The team conducted an RNA extraction from the salivary glands of a paper wasp.

Kannappan says there are hundreds of proteins that could be in the salivary glands of paper wasps, so the team worked backward from a sample of a paper wasp nest, assuming that any proteins extracted from the nest would be the ones involved in waterproofing. “We got 30 good hits for the potential protein in the genome, and wound up picking five based on their structure, and then picked two /[that were] uncharacterized,” she says. Once those proteins were identified, the team conducted an RNA extraction from the salivary glands of a paper wasp to find a match. Kannappan says the team was able to isolate several of the proteins and then grow them in bacteria. The end product was a slightly yellowish liquid in a test tube a touch more viscous than water that could then be slathered onto a bio-UAV to make it waterproof—although the time taken up by identifying paper wasp proteins meant the team didn’t have a chance to test their waterproofing solution on the drone itself.

“We definitely did run out of time because it was a really intensive molecular process—there was a lot of debugging along the way,” says Kannappan.

Biosecurity and Self-Destruction

Because the drone is composed of fungal mycelium and skinned with cellulose acetate, it’s capable of degrading on its own once it crashes. A trickier conundrum is what to do about the Hell Cells. How do you ensure that living genetically modified cells don’t intermingle with cells that are naturally present in the environment should the UAV crash? The answer is to insert what Block calls a “stop letter” into the cells’ genetic alphabet.

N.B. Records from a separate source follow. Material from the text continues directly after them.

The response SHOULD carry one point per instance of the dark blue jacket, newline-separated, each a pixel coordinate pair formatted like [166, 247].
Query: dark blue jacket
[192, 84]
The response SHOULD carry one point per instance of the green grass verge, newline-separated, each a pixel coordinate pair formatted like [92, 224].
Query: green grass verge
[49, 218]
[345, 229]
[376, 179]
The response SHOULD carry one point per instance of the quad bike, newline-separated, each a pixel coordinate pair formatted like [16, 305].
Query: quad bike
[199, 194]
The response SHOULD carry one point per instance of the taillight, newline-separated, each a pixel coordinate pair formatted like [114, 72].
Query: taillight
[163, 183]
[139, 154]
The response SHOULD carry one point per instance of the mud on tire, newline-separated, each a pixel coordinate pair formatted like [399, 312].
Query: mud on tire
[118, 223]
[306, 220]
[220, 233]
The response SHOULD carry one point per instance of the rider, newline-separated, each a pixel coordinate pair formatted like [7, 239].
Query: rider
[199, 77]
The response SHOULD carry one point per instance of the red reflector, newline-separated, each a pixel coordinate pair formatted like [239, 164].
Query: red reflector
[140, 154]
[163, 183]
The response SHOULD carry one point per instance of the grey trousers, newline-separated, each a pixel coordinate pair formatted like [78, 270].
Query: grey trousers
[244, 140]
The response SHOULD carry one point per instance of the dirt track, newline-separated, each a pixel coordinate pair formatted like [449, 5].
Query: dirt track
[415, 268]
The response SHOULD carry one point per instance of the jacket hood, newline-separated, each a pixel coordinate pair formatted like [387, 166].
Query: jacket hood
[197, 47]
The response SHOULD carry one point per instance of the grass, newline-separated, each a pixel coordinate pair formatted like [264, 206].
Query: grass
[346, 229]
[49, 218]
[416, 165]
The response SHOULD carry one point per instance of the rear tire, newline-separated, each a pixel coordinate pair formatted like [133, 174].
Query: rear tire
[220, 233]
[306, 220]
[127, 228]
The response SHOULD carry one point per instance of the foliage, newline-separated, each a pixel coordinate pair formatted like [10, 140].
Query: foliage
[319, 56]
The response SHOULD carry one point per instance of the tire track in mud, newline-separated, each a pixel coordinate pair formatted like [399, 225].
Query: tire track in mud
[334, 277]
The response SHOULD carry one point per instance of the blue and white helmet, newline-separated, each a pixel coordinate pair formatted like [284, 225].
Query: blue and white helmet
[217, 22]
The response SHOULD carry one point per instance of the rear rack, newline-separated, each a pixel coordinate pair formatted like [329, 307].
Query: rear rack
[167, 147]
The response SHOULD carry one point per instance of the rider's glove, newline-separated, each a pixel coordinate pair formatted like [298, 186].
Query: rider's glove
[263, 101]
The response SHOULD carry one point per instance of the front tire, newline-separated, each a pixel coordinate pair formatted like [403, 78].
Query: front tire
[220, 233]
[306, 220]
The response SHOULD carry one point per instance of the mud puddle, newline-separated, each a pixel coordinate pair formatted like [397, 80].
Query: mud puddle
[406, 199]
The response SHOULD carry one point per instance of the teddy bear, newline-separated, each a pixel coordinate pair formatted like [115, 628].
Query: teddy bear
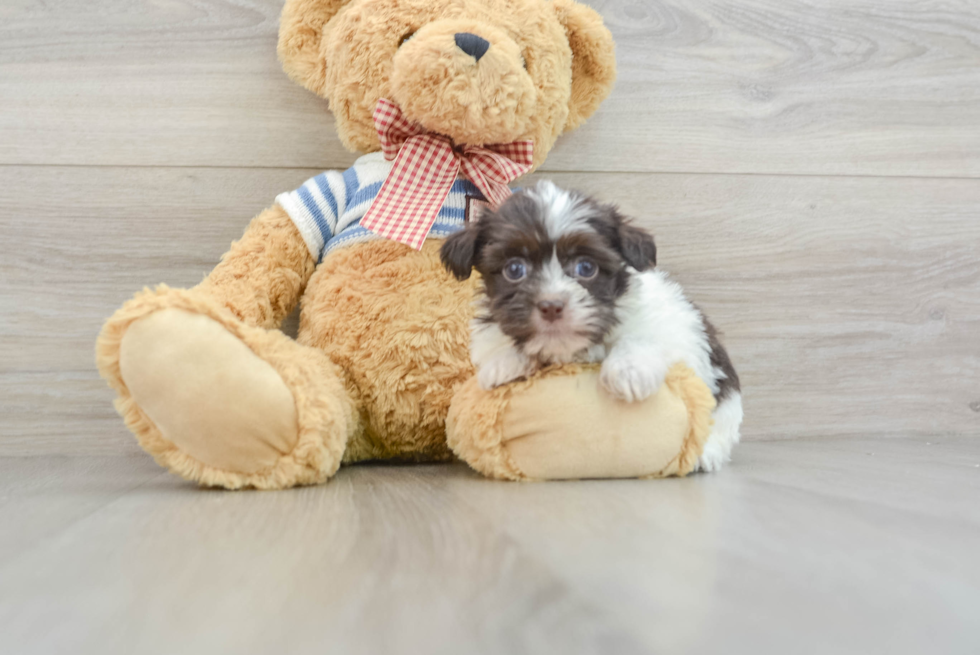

Essentially, the iGEM team further modified the Hell Cells to incorporate something called codon security, which draws on work done by George Church’s lab at Harvard Medical School in 2013 to create modified E. coli. These modified strands substituted a different three-letter “stop” codon—which marks the end of a gene—for the original found in the E. coli used.

“It was changing what some of the genetic code stood for,” says Rothschild. “It’s like you took a book and every time you saw the word ‘today,’ you read the word ‘blue.’ The idea is that if this crashed somewhere and there were living cells on it, they would be speaking a different language than other cells in the environment.”